I was a student teacher last fall, at a high school in western Cook County where nearly half the kids come from low-income backgrounds. But it was where I wanted to be, because this high school was a reflection of my experience back home in Gary, Indiana.
I was lucky, and didn’t have a story like a lot of these students--I had a loving family, I loved academic work--but I did have the same sadness they have about their community.
After a week of observing the classes I would be teaching, my supervising teacher said I could grade some of the narrative writing assignments. Each student was supposed to write about an event that changed his or her life story, whether it was for better, worse, or somewhere in between. I sat in a fluorescent-lit classroom and began to read.
One student wrote, “I could tell by the way he started to kick the dogs around that we were next. … I tried to reach for my puppies, but he told me to step back.”
In another essay, a girl said that on December 19, 2007, she found out she was eight weeks’ pregnant. She wrote, “My mom’s tears felt like knives being shoved into my heart,” and that her mom would find a place where an abortion wouldn’t be too expensive.
As my students’ words poured off the pages and into my thoughts, I wondered what I had just walked into. At first I thought they were making it up. But I remembered the kinds of things I’d overhear. Like when a girl mentioned to her friends that her boyfriend had hit her again. She said he was just kidding around, but the mark was still on her arm.
What was I going to teach these students that would relate to their lives and their stories? They wondered too, and asked why, out of all the rich white schools, I had picked this school nobody cares about. I told them I wanted to be there for them, the way my teachers were there for me. I wanted them to know that even though I may not have dealt with their particular struggles, I understood them because I have friends who had.
They accused me of wanting to teach them to be white. I told them I wanted to teach them to be them, and to beat the odds I feel are constantly against them.
For the next 10 weeks I restructured, retaught and regraded, giving the kids chance after chance. I pulled them aside, called their parents, sat with them in tutoring, anything to get them through their classes. I saw students attempt to complete their homework and improve their grades. A lot of the seniors put up a challenge by not coming to class but asking me to pass them anyway.
My supervising teacher says you teach to the few who are ready to learn. I don’t think I will ever know how those students truly felt about me. I know some were sad to see me leave. Some told me to go as far away as I could go. I feel like I broke even.
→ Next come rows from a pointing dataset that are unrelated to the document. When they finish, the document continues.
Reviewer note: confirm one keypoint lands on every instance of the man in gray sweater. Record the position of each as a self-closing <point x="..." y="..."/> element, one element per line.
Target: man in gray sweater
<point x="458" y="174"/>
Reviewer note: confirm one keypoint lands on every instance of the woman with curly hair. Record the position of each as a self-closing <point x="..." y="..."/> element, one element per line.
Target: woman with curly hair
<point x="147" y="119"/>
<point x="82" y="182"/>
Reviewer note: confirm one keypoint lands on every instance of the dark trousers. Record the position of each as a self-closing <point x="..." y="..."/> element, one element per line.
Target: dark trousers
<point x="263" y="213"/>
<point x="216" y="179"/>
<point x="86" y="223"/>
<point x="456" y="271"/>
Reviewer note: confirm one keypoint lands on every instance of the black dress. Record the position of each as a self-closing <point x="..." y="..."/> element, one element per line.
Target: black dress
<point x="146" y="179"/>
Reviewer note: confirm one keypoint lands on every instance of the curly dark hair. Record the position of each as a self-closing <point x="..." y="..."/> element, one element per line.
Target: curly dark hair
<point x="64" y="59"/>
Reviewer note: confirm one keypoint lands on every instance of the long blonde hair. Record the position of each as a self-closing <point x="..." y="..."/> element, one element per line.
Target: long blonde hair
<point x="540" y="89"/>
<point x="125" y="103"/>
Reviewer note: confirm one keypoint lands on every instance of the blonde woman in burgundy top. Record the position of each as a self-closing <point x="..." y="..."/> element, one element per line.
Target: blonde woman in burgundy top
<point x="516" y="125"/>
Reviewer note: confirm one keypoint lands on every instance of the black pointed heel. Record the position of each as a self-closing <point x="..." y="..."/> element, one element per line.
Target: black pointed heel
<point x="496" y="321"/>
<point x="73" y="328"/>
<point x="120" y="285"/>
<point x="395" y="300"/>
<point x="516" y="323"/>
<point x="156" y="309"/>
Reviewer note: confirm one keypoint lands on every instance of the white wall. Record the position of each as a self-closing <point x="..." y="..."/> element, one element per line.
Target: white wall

My student teaching experience is over now and I’m looking for a job. I’m applying to that school, as well as other high-needs schools. I could teach at better places, with stellar students who do what they’re told. But a lot of students need help. In Chicago. In Maywood. In Addison. I’d rather help students who need my help than help the school that needs my face. As a student teacher, I wound up learning that not every student wants to be helped or saved, but that doesn’t mean I’m not going to try.